The truth is I am not alone in my imperfection.  I have yet to meet a perfect man or a perfect woman in reality.  And romance doesn't solve all problems for man or woman.  In fact, it can create many more complications than it solves.  From my experience, few people fit the profile described in most books I read: physically, mentally, and emotionally "normal," beautiful, white.  Almost everyone I know personally only appears to live the perfect life from the outside.  From inside their world, most people have a condition of some sort, some kind of disability or difficulty that complicates their life.  I have insomnia.  My husband has depression.  I've recently gone through every member of my family and figured out something that could give them a diagnosis now or in the past.  

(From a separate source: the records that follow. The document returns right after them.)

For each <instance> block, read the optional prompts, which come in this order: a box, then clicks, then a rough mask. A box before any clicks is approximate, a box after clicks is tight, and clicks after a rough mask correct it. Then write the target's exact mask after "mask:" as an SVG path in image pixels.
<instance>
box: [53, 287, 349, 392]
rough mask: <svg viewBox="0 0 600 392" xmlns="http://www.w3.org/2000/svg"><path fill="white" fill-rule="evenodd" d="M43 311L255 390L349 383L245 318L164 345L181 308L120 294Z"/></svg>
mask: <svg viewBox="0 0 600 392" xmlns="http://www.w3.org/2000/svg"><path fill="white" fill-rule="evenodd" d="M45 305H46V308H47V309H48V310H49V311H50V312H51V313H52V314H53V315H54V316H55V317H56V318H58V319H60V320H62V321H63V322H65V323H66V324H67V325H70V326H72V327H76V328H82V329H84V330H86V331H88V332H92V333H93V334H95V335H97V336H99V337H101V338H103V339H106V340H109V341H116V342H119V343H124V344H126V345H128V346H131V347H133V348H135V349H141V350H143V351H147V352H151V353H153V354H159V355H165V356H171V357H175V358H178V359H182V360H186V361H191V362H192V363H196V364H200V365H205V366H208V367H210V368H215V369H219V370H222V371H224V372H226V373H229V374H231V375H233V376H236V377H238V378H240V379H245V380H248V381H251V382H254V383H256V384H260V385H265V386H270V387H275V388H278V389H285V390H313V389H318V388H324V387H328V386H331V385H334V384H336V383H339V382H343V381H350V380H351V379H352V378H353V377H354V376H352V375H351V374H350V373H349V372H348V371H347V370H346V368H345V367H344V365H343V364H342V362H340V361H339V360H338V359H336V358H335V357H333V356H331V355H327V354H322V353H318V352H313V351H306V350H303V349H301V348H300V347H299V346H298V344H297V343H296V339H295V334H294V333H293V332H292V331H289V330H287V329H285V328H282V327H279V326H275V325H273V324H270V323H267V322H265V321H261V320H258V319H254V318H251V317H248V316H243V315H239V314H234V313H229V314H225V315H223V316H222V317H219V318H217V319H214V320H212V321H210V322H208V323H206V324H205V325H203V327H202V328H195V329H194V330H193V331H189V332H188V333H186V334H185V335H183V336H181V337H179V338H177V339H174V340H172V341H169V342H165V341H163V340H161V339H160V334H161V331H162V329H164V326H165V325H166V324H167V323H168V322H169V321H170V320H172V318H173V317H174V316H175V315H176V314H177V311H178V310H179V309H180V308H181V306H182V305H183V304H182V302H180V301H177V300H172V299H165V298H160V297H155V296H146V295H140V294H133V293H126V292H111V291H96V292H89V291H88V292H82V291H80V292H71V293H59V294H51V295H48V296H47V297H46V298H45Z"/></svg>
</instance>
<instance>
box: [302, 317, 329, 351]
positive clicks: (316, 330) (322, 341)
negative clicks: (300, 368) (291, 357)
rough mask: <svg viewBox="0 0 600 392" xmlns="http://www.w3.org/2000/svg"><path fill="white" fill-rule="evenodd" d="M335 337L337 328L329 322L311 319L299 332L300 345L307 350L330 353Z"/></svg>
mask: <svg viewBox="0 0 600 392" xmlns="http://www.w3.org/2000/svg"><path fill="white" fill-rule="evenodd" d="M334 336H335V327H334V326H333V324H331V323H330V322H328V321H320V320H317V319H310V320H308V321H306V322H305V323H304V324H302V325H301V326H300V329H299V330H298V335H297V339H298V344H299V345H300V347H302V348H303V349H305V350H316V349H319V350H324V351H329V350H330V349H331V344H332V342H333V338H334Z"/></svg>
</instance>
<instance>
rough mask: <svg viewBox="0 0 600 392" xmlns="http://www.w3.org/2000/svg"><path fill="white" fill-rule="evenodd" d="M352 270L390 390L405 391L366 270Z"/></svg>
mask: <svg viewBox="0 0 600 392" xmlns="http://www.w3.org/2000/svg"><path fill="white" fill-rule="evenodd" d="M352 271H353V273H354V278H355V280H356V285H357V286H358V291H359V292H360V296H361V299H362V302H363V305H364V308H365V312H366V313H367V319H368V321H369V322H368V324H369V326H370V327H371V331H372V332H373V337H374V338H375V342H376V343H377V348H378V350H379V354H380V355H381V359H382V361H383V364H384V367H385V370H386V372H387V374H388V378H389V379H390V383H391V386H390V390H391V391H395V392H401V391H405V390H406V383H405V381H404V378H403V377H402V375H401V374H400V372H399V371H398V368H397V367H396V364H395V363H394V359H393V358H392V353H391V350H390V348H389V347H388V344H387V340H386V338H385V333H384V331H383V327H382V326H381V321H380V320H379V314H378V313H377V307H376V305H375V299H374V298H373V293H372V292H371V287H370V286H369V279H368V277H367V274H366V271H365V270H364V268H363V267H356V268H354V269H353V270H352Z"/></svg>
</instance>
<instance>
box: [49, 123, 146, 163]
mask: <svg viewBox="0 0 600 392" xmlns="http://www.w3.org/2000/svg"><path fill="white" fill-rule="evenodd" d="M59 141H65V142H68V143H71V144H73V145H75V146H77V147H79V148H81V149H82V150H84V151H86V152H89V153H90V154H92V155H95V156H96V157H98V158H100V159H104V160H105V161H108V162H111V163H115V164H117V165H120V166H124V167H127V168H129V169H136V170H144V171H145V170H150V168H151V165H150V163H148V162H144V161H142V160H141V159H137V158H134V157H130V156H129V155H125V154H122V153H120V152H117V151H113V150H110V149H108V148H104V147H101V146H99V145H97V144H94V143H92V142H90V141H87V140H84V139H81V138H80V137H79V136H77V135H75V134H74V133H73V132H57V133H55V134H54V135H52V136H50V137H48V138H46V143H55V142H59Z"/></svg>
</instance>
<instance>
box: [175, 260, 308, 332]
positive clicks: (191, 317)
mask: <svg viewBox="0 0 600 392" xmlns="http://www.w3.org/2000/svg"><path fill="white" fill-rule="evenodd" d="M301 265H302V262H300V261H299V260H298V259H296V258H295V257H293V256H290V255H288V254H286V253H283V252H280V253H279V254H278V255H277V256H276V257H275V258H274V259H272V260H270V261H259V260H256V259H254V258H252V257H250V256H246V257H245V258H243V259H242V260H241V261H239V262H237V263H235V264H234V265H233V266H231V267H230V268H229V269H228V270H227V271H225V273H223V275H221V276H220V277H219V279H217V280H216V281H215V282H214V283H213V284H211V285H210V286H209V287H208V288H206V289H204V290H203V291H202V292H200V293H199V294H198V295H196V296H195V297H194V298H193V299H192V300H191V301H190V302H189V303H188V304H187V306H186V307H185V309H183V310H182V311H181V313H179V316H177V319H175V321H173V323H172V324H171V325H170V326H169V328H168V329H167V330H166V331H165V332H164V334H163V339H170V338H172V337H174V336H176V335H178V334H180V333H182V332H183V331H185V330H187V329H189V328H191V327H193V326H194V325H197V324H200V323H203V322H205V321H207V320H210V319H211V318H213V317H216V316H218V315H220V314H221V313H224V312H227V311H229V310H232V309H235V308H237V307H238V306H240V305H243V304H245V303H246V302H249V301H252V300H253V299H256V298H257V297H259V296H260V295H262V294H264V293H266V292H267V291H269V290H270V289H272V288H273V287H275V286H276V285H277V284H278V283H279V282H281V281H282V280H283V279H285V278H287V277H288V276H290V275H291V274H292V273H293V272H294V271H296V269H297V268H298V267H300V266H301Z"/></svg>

People like to think that normal means being free from these struggles, but the truth is life is hard.  It's meant to be.  If we don't have struggles, we don't have any reason to reach out for help from others or from God.  We don't have a way to learn compassion for others who also struggle.  From my experience, there's nothing normal about being normal.  Normal is a setting on a dryer.  So where's their story?  Where's our story? 




Searching for our Story
I've heard it argued that romantic fiction is supposed to depict a fantasy world, a world of perfection.  But from my experience, the expectation of perfection created by these stories, especially in the young, can be damaging.  I see people who seek a hero or heroine with whom to identify, someone who speaks to their life and experience.  Latin Americans search with little success to find very many Latinos in media.  Native Americans do the same.  Black Americans find more success, but so much of it is stereotyped.  Where's the romance for the overweight woman or the emotionally scarred man or the diabetic individual?  


I join my voice to voices of a growing number of writers who are telling stories for the underrepresented reader, the ones who aren't a perfect ten in mind and body or who don't fit the "norm."  I'm an LDS romance author, and for now, that is my genre.  I know we have a loving Heavenly Father who yearns to help us through our struggles.  This is my philosophy, that nobody is perfect but God, so we look to Him to guide us through our personal stories.  Everyone is capable of finding joy.